Adam Brugnell, manager of Road Runners UK at its base in London Road, Bexhill, said: “Due to a loophole in the local laws and regulations we are within our rights to operate wherever we are needed, which is why we have been able to operate in Bexhill and local areas without the need for Rother licences or their approval.”
But this has infuriated Rother cabbies, who believe that any taxi firm operating regularly within the district should have to pay the same fees and meet the same high standards that they do.
They must pay for a licence plate to operate in Rother - white for hackney carriages, which can be hailed on the street, and yellow for private hire vehicles, which cannot.
Twice a year they must put their cars through a compliance test - a more rigorous form of MoT - and pay for and pass criminal record bureau (CRB) and, after age 45, health checks, every three and five years respectively.
With the annual fee for plates set to rise from £165 to £205 in April, Rother’s drivers have been angered by Road Runners registering its cars elsewhere, where costs and conditions are not so imposing.
Last year the combined cost of hackney carriage driver and vehicle licences in neighbouring Wealden, for instance, was £255, whereas in Rother it was £345. In Hastings, it was £286.
Failure to meet the council’s requirements can result in Rother drivers having penalty points added to their taxi licences or even being suspended.
Road Runners’ Mr Brugnell said: “Our cars have an MoT once a year and our staff would have at some point been CRB checked.
“I appreciate Rother Council is very strict with its own taxi drivers and companies ... this does exceed our own cars but I assure Bexhill that we also have a service once a year at a garage of our choice.
“We are not allowed to transport customers from the (London Road) office in non-Rother hackney vehicles as we would have to hold RDC vehicle licences and without them would be breaking the law.”
Mr Brugnell said Road Runners could not always guarantee the same car twice and had to call in cars and drivers from as far afield as Haywards Heath or even “ask other companies to cover our ever-increasing workload.”

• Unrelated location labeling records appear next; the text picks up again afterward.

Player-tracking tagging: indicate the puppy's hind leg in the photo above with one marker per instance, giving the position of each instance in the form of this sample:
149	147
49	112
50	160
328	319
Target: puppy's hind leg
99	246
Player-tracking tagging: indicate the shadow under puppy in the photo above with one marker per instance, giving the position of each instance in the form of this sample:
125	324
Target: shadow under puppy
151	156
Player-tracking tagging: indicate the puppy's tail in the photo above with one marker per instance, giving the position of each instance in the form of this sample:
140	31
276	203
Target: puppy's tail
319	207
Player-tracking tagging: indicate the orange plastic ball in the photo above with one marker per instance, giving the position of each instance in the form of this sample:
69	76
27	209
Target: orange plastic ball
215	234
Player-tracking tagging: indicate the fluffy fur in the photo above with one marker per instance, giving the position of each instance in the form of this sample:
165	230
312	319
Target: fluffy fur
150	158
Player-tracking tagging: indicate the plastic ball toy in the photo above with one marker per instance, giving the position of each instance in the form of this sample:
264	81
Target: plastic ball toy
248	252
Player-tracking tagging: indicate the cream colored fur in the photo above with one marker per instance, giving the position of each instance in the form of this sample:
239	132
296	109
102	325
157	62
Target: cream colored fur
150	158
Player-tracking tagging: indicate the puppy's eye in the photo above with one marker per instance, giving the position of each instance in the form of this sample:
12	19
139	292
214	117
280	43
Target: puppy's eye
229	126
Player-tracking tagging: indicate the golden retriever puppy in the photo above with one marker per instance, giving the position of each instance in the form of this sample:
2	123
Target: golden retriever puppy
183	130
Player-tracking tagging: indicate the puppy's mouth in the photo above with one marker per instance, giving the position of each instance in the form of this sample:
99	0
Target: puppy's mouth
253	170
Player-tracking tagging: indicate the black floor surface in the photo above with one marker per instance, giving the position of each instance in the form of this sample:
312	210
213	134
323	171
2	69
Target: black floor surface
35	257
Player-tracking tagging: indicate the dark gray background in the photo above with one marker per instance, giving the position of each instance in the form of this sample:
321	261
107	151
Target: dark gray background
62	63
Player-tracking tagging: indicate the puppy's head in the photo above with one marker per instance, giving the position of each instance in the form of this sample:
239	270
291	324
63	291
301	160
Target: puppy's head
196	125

But Bexhill taxi driver Bernie Randall claimed: “They can get away with sticking two fingers up to Rother as they know its officers are too scared to do anything about it until there is another change in the law.”

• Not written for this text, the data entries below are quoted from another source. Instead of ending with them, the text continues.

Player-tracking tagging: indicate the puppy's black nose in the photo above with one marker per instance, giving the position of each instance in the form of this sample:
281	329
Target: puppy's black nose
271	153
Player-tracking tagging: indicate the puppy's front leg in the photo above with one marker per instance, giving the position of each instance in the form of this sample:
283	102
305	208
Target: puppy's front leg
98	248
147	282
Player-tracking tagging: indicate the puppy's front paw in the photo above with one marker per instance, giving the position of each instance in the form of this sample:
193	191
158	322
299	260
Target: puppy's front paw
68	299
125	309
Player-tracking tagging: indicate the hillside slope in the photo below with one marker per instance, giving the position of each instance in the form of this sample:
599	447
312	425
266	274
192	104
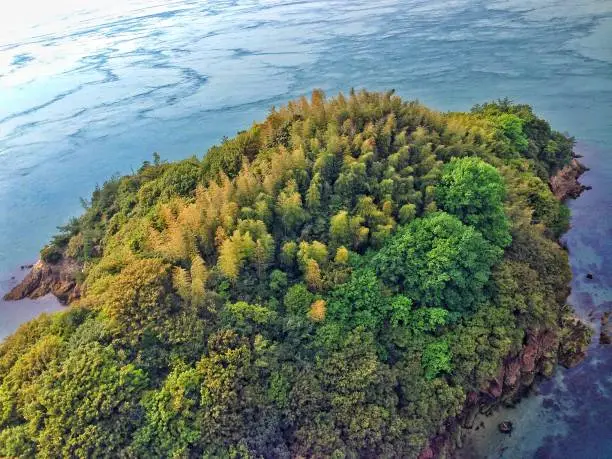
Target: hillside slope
337	280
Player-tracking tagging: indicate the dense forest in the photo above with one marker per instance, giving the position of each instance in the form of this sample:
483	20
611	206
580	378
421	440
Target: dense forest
332	282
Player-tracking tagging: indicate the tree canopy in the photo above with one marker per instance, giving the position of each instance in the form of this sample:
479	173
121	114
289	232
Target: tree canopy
332	281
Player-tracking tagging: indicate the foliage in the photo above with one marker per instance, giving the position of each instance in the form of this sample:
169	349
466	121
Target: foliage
332	281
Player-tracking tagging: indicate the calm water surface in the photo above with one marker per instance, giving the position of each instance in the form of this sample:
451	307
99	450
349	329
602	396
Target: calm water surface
89	91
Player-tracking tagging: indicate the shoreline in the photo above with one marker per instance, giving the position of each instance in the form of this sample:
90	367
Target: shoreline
553	414
465	435
15	313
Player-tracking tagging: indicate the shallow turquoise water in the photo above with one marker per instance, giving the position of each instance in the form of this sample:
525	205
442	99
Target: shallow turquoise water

Mr Randall believed Road Runners was able to operate outside Rother’s regulations because it traded as an internet company, taking bookings on computer, but questioned why this should exempt it.
He was backed by Rother District Taxi Drivers’ Association chairman, Dave Dickens-Smith, who said: “There seems to be one law for one, and one law for another. Surely Rother has a duty of care to ensure consistency?
“However, I’m glad that customers can see the differences for themselves and are thus able to make their own informed choices.”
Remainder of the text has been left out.